« J’ENSEIGNE la philosophie depuis trente ans. Cela me pèse. Je ne peux le cacher. » Mais, ajoute l’auteur aussitôt, le métier n’est pas si affreux, il a les vacances, parfois une collègue à draguer en salle des profs, plus – et c’est nous qui ajoutons – la publication de temps en temps d’un essai.
Déjà, dans « le Bluff éthique », Frédéric Schiffter avait montré plus que de la méfiance envers les systèmes et les idéologies. Il construit ici un livre d’émotions, voire d’humeur, autour de dix auteurs aussi disparates que Nietzsche, Proust ou Ortega y Gasset. Il précise à propos du premier nommé que c’est moins l’auteur de Zarathoustra qui l’intéresse que le penseur des textes écrits entre 1877 et 1883 : « Le visionnaire m’ennuie, le moraliste souvent me touche. »

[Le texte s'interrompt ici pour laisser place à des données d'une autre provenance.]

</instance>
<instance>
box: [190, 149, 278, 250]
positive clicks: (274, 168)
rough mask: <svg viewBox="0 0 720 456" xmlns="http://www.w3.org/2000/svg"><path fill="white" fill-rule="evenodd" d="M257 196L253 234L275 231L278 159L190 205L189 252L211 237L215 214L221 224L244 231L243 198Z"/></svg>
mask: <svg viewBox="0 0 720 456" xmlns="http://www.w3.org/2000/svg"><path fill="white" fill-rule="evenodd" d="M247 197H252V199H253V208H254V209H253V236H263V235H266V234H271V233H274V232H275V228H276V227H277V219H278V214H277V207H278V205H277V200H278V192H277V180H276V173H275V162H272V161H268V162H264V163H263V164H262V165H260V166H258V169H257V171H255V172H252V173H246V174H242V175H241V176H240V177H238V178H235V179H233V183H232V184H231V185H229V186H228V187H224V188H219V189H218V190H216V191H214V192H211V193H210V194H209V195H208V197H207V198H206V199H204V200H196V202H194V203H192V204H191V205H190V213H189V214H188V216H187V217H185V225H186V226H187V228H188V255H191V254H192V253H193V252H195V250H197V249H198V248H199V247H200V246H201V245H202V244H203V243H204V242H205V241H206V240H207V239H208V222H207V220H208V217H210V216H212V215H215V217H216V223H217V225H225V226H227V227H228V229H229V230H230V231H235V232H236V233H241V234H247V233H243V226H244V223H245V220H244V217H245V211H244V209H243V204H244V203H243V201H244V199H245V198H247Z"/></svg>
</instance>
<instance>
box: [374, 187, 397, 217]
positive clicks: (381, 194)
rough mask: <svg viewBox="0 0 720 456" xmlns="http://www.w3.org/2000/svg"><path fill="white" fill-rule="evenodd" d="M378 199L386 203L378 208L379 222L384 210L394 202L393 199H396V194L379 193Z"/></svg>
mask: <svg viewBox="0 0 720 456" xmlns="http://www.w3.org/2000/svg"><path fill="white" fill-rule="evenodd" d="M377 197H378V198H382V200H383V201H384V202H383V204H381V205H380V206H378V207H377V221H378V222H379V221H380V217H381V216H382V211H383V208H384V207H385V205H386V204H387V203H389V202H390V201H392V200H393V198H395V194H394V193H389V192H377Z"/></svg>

La raison de fond est aveuglante par ailleurs. Tout comme le penseur au marteau, Frédéric Schiffter est nihiliste. Un nihilisme sans violence, une attitude qu’il hume en quelque sorte dans le simple fait de vivre. « Chaque humain éprouve intimement l’inconsistance et l’absurdité de son existence. » La conséquence en est fatalement un tranquille pessimisme.
Hélas, beaucoup sont des pessimistes malheureux, l’absurdité du monde les terrorise et les rend stupides. Ce sont eux qui vont se jeter dans les bras des gourous de la vie bienheureuse, saupoudrée d’un peu de Krishnamurti. Il se définit lui-même comme un de ces pessimistes heureux qui ont le sens de l’insignifiance, s’accommode du pire et savent, comme le dit Schopenhauer, que la vie « va de l’ennui au désespoir ». La différence ? Ils en tirent de l’humour, non de l’aigreur.
Illusion.
On a beau détester le jargon de ses pairs, on ne peut s’empêcher de nommer philosophiquement. L’auteur se dit pessimiste acosmique. À la suite d’une grande douleur, nous affirmons que « c’est tout un monde qui s’écroule ». Or, Frédéric Schiffter montre qu’il y a là une illusion : le monde, au sens où il signifie aussi ensemble organisé (le cosmos grec) n’existe que par commodité de représentation.
De fait, l’expérience douloureuse de la perte révèle une cruelle vérité, à savoir que « la vie humaine n’est qu’un phénomène parmi d’autres voué au hasard et à la mort ».
Ceci explique qu’il avoue : « Depuis l’enfance, je me tiens à distance des gens de bonne humeur. Toute liesse me fait injure. Je regarde avec dédain les enthousiastes, les partants, les motivés. » Mais il prise les orphelins, les abandonnés, les déclassés.
Ainsi passe Frédéric dans le monde, dans un dilettantisme paresseux, mais les sens suffisamment aux aguets pour se constituer son petit panthéon personnel d’écrivains, de peintres et de cinéastes. On comprend que la sagesse de Montaigne l’enchante, tout comme la noirceur de Schopenhauer, visiblement son favori, car notre relation à autrui évoque bien la danse des porcs-épics ayant froid, le tout va être de trouver la bonne distance.
Si les belles théories l’agacent, il en appelle à Proust, pour qui « l’idée est un succédané des chagrins », ou à l’Ecclésiaste. Forcément, tout n’est-il pas que « poursuite du vent » ? Surtout les conseils de classe.
Frédéric Schiffter, « Philosophie sentimentale », Flammarion, 186 p., 17 euros.